GHC hosting a Tomb of the Unknown Soldier exhibit in Rome on September 11 and 12
Georgia Highlands College will be hosting a Tomb of the Unknown Soldier exhibit on the Floyd campus in the Lakeview Building Art Gallery on September 11 and 12 with presentations and information sessions given between 8AM and 530PM.
The display is open to the public.
The Student Veterans of America Club is sponsoring the visit and members of the Rome Exchange Club have volunteered to present and hold information sessions.
The exhibit belongs to the Exchange Club of Rome and was constructed entirely in Rome by The Phillip Burkhalter Builders. Local Rome artist Chuck Schmult created the artwork, both the sculpturing and painting, to make it appear as marble.
The replica is 50 percent the size of the real one in every respect.
The exhibit has been shown to 10,215 people including students, veterans and church groups, including a tour throughout the country at the Eisenhower Museum in Kansas, as well as in Alabama, Colorado, Nevada, Florida, and Tennessee.
The replica is based on the Tomb of the Unknown Soldier which is a monument dedicated to American service members who have died without their remains being identified. The bodies of many American soldiers killed in World War I could not be identified. To honor them, the remains of one soldier was brought to the U.S. Capitol to lie in state, and on Armistice Day of 1921, it was ceremoniously buried in Arlington National Cemetery.

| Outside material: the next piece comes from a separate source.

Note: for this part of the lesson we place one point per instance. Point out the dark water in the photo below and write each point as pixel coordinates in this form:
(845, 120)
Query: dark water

The tomb bears the inscription “HERE RESTS IN HONORED GLORY AN AMERICAN SOLDIER KNOWN BUT TO GOD.” Congress later directed that an “Unknown American” from subsequent wars – World War II, Korea, and Vietnam – be similarly honored. Located just behind the tomb are the three crypts that hold the remains of the World War II and the Korean War. The third crypt is now empty with the identification of the Vietnam War service member in 1998.